Release March 17, 2006
EAN/UPC: 705304654125
Traumton CD: 4488
Lineup
Kalle Kalima: guitar Chris Dahlgren: bass Eric Schaefer: drums
Info / Info english
Johnny La Marama – Johnny La Marama – … Fire!
Es war einmal oder vielleicht war es auch nicht. Womöglich passiert es auch gerade jetzt. Jedenfalls irgendwann und irgendwo, vielleicht in Berlin, New York oder Gotham City schleicht ein windiger Typ von schalem Teint und verblichener Eleganz um die Ecken.
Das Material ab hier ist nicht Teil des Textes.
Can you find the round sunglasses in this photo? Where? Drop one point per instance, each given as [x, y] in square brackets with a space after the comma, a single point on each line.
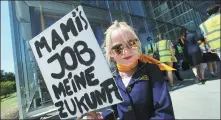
[118, 48]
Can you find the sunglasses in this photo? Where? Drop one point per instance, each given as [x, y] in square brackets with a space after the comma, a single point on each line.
[118, 49]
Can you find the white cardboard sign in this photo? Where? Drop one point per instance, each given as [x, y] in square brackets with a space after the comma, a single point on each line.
[73, 66]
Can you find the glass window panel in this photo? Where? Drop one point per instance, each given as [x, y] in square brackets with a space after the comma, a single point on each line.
[140, 28]
[111, 4]
[154, 4]
[181, 8]
[102, 3]
[169, 4]
[136, 8]
[148, 10]
[116, 16]
[173, 13]
[163, 28]
[153, 24]
[169, 27]
[157, 12]
[155, 32]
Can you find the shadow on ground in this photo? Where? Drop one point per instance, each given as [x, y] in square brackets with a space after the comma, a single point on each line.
[189, 79]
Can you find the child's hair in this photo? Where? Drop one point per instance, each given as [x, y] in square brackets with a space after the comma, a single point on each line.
[213, 9]
[122, 26]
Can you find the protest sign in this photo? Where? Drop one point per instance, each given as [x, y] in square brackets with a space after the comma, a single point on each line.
[73, 66]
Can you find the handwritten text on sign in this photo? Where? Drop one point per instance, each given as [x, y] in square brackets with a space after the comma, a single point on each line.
[73, 66]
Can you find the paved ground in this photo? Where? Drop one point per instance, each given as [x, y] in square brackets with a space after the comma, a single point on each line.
[197, 101]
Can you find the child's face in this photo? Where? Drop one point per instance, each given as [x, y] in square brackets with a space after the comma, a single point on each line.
[124, 49]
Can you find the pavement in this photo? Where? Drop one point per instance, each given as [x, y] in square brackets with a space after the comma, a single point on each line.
[196, 101]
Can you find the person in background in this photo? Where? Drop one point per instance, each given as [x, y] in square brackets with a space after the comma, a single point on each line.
[165, 50]
[192, 53]
[210, 58]
[210, 29]
[141, 84]
[149, 47]
[177, 52]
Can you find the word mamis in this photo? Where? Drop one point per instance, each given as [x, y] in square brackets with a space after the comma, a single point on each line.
[73, 24]
[89, 101]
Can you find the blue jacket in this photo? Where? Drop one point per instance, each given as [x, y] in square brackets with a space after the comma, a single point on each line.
[146, 96]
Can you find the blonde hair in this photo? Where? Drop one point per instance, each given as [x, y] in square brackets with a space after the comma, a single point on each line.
[123, 26]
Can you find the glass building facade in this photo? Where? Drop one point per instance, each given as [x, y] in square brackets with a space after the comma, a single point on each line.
[29, 18]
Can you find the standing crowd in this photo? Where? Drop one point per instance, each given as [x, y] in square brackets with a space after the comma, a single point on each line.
[141, 78]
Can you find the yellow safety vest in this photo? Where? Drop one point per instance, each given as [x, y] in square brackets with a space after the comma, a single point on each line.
[211, 30]
[149, 51]
[164, 51]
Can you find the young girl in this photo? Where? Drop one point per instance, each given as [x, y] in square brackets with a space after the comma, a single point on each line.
[141, 83]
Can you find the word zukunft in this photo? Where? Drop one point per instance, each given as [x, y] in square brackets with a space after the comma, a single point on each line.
[87, 101]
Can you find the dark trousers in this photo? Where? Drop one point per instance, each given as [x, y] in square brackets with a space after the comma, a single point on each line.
[177, 73]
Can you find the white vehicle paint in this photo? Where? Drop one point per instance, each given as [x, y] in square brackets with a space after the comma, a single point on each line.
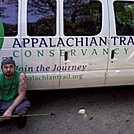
[53, 44]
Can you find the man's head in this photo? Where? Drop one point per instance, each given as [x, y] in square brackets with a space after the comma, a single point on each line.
[8, 66]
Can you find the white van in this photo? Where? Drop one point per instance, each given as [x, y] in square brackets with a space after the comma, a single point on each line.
[63, 44]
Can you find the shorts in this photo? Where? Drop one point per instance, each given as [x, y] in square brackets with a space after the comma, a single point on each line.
[21, 108]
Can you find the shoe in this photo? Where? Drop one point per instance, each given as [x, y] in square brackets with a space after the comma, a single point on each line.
[21, 121]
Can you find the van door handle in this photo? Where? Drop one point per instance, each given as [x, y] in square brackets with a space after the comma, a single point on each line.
[112, 54]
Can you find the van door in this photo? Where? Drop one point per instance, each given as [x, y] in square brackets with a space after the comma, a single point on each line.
[39, 37]
[10, 30]
[84, 43]
[121, 61]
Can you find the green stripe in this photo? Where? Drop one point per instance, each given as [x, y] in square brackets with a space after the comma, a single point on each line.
[1, 33]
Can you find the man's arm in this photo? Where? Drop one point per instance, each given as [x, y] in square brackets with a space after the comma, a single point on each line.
[20, 97]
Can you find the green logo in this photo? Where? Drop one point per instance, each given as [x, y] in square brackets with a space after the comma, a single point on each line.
[1, 34]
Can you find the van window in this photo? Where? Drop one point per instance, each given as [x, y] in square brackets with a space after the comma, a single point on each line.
[82, 17]
[124, 15]
[9, 16]
[41, 17]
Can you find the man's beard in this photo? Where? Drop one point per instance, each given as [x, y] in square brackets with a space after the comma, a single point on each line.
[8, 74]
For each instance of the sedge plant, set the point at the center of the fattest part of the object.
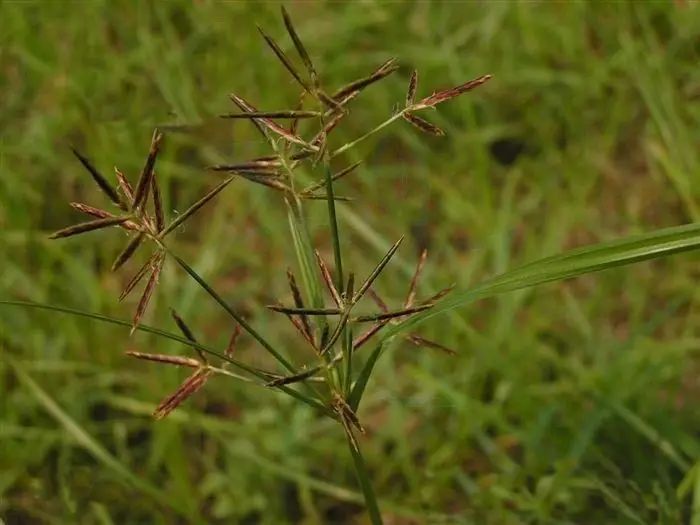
(338, 315)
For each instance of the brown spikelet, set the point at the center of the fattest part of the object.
(301, 50)
(191, 385)
(421, 341)
(423, 124)
(148, 291)
(326, 274)
(167, 359)
(414, 280)
(128, 251)
(104, 185)
(412, 85)
(125, 186)
(299, 303)
(187, 333)
(386, 69)
(157, 204)
(144, 184)
(148, 265)
(194, 208)
(447, 94)
(230, 349)
(90, 210)
(334, 177)
(277, 50)
(270, 124)
(88, 226)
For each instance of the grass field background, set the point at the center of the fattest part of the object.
(569, 403)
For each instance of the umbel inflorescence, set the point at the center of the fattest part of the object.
(334, 324)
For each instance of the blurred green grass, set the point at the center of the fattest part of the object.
(573, 403)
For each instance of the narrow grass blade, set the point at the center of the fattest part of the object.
(363, 478)
(104, 185)
(144, 184)
(303, 311)
(326, 274)
(174, 337)
(235, 315)
(375, 273)
(148, 291)
(176, 360)
(299, 47)
(410, 298)
(89, 444)
(128, 251)
(157, 204)
(581, 261)
(125, 186)
(285, 114)
(91, 210)
(358, 389)
(148, 265)
(293, 379)
(299, 302)
(194, 208)
(88, 226)
(187, 333)
(284, 59)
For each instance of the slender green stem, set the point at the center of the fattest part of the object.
(340, 282)
(366, 485)
(366, 135)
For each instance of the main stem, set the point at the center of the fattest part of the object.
(367, 491)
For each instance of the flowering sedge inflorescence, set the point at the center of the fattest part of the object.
(333, 330)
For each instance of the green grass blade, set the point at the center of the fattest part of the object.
(589, 259)
(174, 337)
(87, 442)
(359, 389)
(366, 485)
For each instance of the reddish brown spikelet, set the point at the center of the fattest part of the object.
(189, 387)
(299, 303)
(128, 251)
(125, 186)
(90, 210)
(144, 184)
(230, 349)
(167, 359)
(414, 281)
(139, 275)
(423, 124)
(386, 69)
(104, 185)
(412, 86)
(157, 204)
(277, 50)
(88, 226)
(447, 94)
(148, 291)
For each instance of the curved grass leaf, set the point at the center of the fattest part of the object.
(588, 259)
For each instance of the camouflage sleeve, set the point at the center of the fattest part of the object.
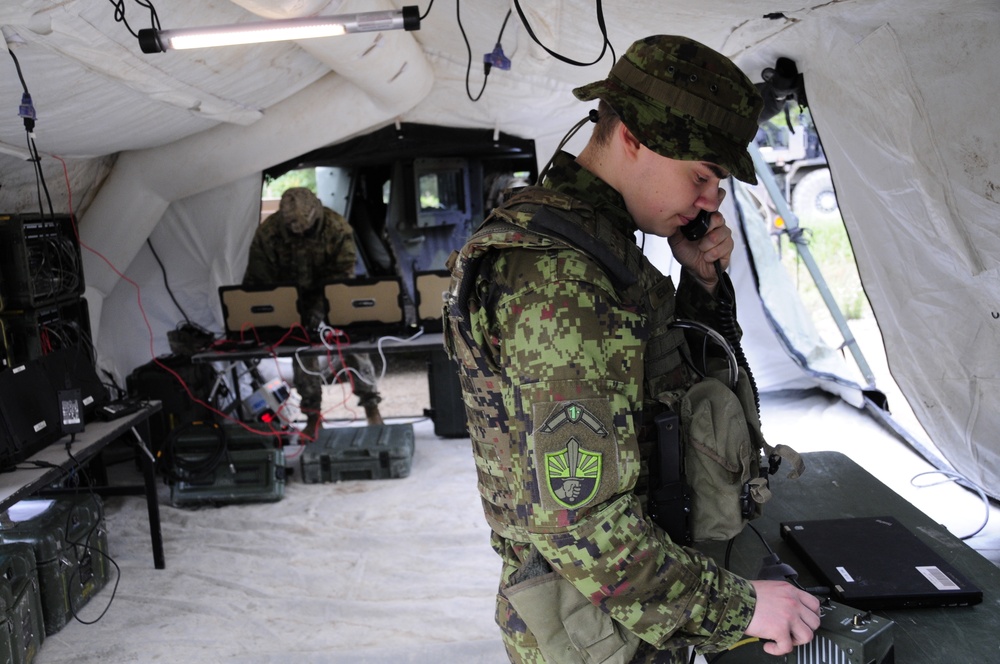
(262, 267)
(342, 251)
(573, 356)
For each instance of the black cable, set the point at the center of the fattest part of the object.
(89, 550)
(27, 112)
(154, 20)
(177, 468)
(730, 330)
(431, 4)
(600, 22)
(487, 66)
(166, 284)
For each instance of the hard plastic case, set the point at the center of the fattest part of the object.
(358, 453)
(250, 467)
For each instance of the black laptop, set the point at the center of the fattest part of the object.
(365, 307)
(264, 313)
(876, 563)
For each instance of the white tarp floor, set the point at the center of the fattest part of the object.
(384, 571)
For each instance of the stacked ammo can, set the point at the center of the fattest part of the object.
(60, 547)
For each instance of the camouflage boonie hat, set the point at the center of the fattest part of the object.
(300, 208)
(683, 100)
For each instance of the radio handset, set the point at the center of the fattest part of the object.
(697, 227)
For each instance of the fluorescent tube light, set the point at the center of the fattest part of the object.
(158, 41)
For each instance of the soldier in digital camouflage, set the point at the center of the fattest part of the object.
(560, 328)
(308, 244)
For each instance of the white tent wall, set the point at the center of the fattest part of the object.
(203, 242)
(921, 206)
(386, 75)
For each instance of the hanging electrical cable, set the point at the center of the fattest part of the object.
(600, 22)
(496, 58)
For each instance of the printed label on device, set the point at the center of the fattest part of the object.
(938, 578)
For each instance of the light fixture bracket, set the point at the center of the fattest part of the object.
(159, 41)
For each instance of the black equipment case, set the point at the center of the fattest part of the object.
(221, 465)
(358, 453)
(70, 543)
(20, 604)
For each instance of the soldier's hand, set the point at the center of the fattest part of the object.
(699, 256)
(784, 615)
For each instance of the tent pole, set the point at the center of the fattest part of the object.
(766, 175)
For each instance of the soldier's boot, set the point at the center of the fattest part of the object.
(373, 416)
(313, 425)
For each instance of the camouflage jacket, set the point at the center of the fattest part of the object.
(324, 253)
(553, 353)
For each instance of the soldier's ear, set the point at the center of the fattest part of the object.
(629, 143)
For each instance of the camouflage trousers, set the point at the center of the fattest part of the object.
(309, 379)
(522, 648)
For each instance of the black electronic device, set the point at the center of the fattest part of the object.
(264, 313)
(846, 635)
(696, 228)
(29, 413)
(40, 261)
(73, 369)
(669, 495)
(877, 563)
(365, 307)
(120, 408)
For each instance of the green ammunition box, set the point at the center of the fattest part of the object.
(358, 453)
(20, 604)
(226, 465)
(70, 542)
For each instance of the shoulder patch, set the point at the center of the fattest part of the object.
(576, 453)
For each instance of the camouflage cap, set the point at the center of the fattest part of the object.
(300, 208)
(683, 100)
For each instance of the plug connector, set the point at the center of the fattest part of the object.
(27, 111)
(497, 58)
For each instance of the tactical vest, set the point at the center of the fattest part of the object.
(542, 218)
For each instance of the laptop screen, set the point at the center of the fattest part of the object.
(361, 307)
(877, 563)
(265, 313)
Niemand hat ihn wirklich je gekannt, doch er ist in aller Munde. Den Kragen ins Gesicht gezogen, eine Nelke im Revers, lebt er in seiner eigenen Welt, zieht er seine eigenen Spuren und Kreise. Johnny La Marama, ein Gangster aus Leidenschaft, ein Ganove mit der Tendenz, sich stets ins eigene Knie zu schießen. Ein Halbwelt-Leguan, der nach geglücktem Banküberfall den Schlüssel seines Fluchtautos nicht findet, im Jaulen der Polizeisirenen geschnappt wird und nur deshalb kurz darauf fliehen kann, weil er bei einer Evakuierung des Kittchens vergessen wird.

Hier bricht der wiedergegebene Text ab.